#ubuntu-youth 2014-09-14
<toshibe> ayy
<Mikaela> Hi
<toshibe> how's it going?
<Mikaela> I should be reading to one exam, but I seem to be just IRCing and listening to music and everything else, and you? :)
 * Mikaela is listening to ABBA - Dancing Queen
 * toshibe is listening to some of the worst jokes in audio history
<toshibe> hah sounds fun
<toshibe> I'm just exploring /list
<toshibe> ubuntu. eh?
<Mikaela> /list is probably horrible at freenode and the recommendation is to use /msg alis help list
<toshibe> mhm
<Mikaela> Ubuntu 14.04.1 LTS here, but this shell has Debian stable.
<Mikaela> Debian GNU/Linux 7.6 (wheezy)
<Mikaela> "lsb_release -sd" is nice command.

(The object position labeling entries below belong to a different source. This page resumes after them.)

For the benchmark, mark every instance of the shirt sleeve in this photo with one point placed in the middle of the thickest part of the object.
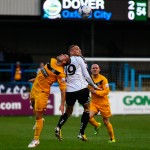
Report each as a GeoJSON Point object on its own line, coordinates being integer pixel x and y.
{"type": "Point", "coordinates": [61, 81]}
{"type": "Point", "coordinates": [105, 89]}
{"type": "Point", "coordinates": [86, 73]}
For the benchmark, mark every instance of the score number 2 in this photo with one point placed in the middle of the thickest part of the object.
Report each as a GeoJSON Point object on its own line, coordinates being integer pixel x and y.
{"type": "Point", "coordinates": [136, 9]}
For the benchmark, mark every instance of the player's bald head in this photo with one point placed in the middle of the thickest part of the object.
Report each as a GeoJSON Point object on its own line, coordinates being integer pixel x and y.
{"type": "Point", "coordinates": [95, 66]}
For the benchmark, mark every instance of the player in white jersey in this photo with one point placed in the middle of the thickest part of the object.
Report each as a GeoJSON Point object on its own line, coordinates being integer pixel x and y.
{"type": "Point", "coordinates": [78, 78]}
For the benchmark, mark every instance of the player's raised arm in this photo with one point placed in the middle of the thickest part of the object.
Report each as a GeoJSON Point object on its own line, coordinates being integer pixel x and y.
{"type": "Point", "coordinates": [86, 73]}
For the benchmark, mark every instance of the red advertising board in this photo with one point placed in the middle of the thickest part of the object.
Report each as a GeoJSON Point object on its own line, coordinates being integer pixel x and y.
{"type": "Point", "coordinates": [19, 104]}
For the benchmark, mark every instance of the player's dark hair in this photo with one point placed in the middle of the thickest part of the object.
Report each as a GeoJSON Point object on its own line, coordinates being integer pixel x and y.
{"type": "Point", "coordinates": [69, 48]}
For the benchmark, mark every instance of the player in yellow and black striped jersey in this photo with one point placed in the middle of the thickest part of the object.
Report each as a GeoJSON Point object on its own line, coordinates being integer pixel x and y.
{"type": "Point", "coordinates": [100, 102]}
{"type": "Point", "coordinates": [52, 72]}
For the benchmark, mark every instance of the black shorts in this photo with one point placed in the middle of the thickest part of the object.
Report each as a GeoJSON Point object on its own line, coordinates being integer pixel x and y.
{"type": "Point", "coordinates": [82, 96]}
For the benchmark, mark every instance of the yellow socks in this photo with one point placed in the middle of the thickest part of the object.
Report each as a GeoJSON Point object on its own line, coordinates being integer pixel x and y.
{"type": "Point", "coordinates": [38, 129]}
{"type": "Point", "coordinates": [110, 130]}
{"type": "Point", "coordinates": [93, 122]}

<toshibe> I've been doing it on a bunch of networks
<toshibe> Debian GNU/Linux testing (jessie)
<toshibe> crunchbang
<Mikaela> I usually only do it on smaller networks, but I ran it at efnet some time ago, but I have listbuffer script for WeeChat so the list was easier to read. I didn't find so many interesting channels.
<Mikaela> :)
<toshibe> :^0
<toshibe> does that happen often?
<toshibe> I'm usually on synirc
<Mikaela> Compromissed binaries? I cannot remember it happening ever before and I think I have been at freenode since 2011 looking at git commits.
<Mikaela> Or to be honest OpenHub first commit time.
<toshibe> nah, global announcements like that
<Mikaela> Oh, they don't happen so often either. Usually it's just wallops which you only get if you are on umode +w, but they are also rare.
<Mikaela> That server issue has caused many global notices lately.
<Mikaela> I think that the previous wallop was about staffer actually K-lining/banning webchat network wide.